A well-designed data model can improve your application’s performance, utilize resources more efficiently, and help achieve your business goals. When designing a data model, it is important to understand how data is distributed in a GridGain cluster and the different ways you can access the data. In this chapter, we discuss important components of the GridGain data distribution model, including partitioning and affinity collocation, as well as the two distinct interfaces that you can use to access your data (key-value API and SQL).

Overview

For the purpose of understanding how data is stored and used in GridGain, it is useful to draw a distinction between the physical organization of data in a cluster and the logical representation of data, i.e. how users are going to view their data in their applications.

On the physical level, each data entry (either cache entry or table row) is stored in the form of a binary object, and the entire data set is divided into smaller sets called partitions. The partitions are evenly distributed between all the nodes. The way data is divided into partitions and partitions into nodes is controlled by the affinity function.

On the logical level, data should be represented in a way that is easy to work with and convenient for end users to use in their applications. GridGain provides two distinct logical representations of data: key-value cache and SQL tables (schema). Although, these two representations may seem different; in reality they are equivalent and can represent the same set of data.

Key-Value Cache vs. SQL Table

A cache is a collection of key-value pairs that can be accessed through the key-value API. A SQL table in GridGain corresponds to the notion of tables in traditional RDBMSs with some additional constraints; for example, each SQL table must have a primary key.

A table with a primary key can be presented as a key-value cache, in which the primary key column serves as the key, and the rest of the table columns represent the fields of the object (the value).
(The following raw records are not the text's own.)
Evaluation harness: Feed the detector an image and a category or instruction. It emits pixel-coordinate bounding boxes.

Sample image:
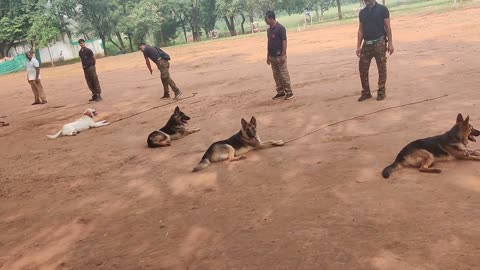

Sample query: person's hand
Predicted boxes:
[387,43,395,55]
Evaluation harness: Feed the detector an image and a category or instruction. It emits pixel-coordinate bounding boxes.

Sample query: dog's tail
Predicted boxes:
[192,158,210,172]
[382,160,400,178]
[47,130,62,139]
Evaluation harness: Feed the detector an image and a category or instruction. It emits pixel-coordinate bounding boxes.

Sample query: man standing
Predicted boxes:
[25,52,47,105]
[357,0,394,101]
[265,11,293,100]
[78,38,102,101]
[138,43,182,99]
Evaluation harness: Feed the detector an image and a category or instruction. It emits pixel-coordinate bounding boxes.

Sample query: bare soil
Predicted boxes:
[0,8,480,270]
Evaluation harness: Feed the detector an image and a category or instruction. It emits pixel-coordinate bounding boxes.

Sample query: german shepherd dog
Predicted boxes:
[382,114,480,178]
[193,116,285,172]
[147,106,200,148]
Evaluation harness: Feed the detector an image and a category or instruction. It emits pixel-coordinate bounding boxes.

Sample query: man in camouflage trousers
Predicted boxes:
[78,38,102,101]
[357,0,394,101]
[265,11,293,100]
[138,43,182,99]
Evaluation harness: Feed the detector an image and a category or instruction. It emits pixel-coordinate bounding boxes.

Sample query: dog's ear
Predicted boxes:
[250,116,257,127]
[242,118,248,128]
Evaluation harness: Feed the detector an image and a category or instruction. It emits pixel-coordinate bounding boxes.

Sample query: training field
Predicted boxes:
[0,5,480,270]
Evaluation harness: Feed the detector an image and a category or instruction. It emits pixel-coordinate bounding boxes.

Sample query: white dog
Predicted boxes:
[47,109,110,139]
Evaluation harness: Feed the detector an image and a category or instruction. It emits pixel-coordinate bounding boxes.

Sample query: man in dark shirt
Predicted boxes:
[78,38,102,101]
[357,0,394,101]
[265,11,293,100]
[138,43,182,99]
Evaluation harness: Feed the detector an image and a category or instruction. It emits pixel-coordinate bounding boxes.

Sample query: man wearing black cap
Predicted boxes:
[357,0,394,101]
[138,43,182,99]
[78,38,102,101]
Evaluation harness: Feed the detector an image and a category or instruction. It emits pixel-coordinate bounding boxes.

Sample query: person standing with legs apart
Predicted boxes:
[357,0,394,101]
[138,43,182,99]
[78,38,102,101]
[265,11,293,100]
[25,52,47,105]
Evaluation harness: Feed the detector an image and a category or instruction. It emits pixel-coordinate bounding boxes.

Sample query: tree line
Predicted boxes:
[0,0,372,56]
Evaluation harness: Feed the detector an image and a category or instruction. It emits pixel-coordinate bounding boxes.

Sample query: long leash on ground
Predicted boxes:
[110,93,197,124]
[285,94,448,144]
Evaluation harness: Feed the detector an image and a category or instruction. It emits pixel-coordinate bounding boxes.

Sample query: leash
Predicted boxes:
[110,92,197,124]
[285,94,448,144]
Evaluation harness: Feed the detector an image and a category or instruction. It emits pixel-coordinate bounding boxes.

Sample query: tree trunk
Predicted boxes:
[127,33,133,52]
[115,32,125,52]
[337,0,343,20]
[248,10,255,34]
[240,13,245,35]
[47,46,55,67]
[99,35,107,56]
[223,16,237,37]
[158,30,166,47]
[108,37,123,51]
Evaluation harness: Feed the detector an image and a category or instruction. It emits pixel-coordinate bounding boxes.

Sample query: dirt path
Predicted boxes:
[0,8,480,270]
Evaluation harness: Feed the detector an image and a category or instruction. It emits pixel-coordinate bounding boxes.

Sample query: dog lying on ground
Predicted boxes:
[193,117,285,172]
[382,114,480,178]
[47,109,110,139]
[147,106,200,148]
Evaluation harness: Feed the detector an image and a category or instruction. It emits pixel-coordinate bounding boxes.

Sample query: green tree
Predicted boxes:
[27,0,60,66]
[217,0,245,36]
[0,0,35,57]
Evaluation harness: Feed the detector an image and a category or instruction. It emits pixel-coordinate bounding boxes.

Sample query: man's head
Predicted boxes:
[78,38,85,48]
[138,43,147,52]
[25,51,33,61]
[363,0,376,8]
[265,10,277,26]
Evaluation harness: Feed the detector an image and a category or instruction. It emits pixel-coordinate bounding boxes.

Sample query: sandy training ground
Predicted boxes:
[0,8,480,270]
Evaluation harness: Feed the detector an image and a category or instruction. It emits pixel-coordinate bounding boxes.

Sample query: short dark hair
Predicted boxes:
[265,10,275,20]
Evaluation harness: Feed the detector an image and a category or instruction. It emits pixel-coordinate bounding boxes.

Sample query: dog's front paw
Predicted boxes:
[273,140,285,146]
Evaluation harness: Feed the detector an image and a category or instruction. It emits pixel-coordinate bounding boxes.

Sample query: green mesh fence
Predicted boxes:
[0,54,27,75]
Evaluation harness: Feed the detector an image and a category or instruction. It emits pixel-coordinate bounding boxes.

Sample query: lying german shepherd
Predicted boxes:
[382,114,480,178]
[193,116,285,172]
[147,106,200,148]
Key-value cache vs SQL table

The difference between these two representations is in the way you access the data. The key-value cache allows you to work with objects via supported programming languages. SQL tables support traditional SQL syntax and can help you, for example, migrate from an existing database. You can combine the two approaches and use either — or both — depending on your use case.

Cache API supports the following features:

  • Support for JCache (JSR 107) specification

  • ACID Transactions

  • Continuous Queries

  • Events

Binary Object Format

GridGain stores data entries in a specific format called binary objects. This serialization format provides several advantages:

  • You can read an arbitrary field from a serialized object without full object deserialization. This completely removes the requirement to have the key and value classes deployed on the server node’s classpath.

  • You can add or remove fields from objects of the same type. Given that server nodes do not have model classes definitions, this ability allows dynamic change to the object’s structure, and even allows multiple clients with different versions of class definitions to co-exist.

  • It enables you to construct new objects based on a type name without having class definitions at all, hence allowing dynamic type creation.

  • Seamless interoperability between the Java, .Net, and C++ platforms.

Binary objects can be used only when the default binary marshaller is used (i.e. no other marshaller is set in the configuration).

For more information on how to configure and use binary objects, refer to the Working with Binary Objects page.

Data Partitioning

Data partitioning is a method of subdividing large sets of data into smaller chunks and distributing them between all server nodes in a balanced manner. Data partitioning is discussed at length in the Data Partitioning section.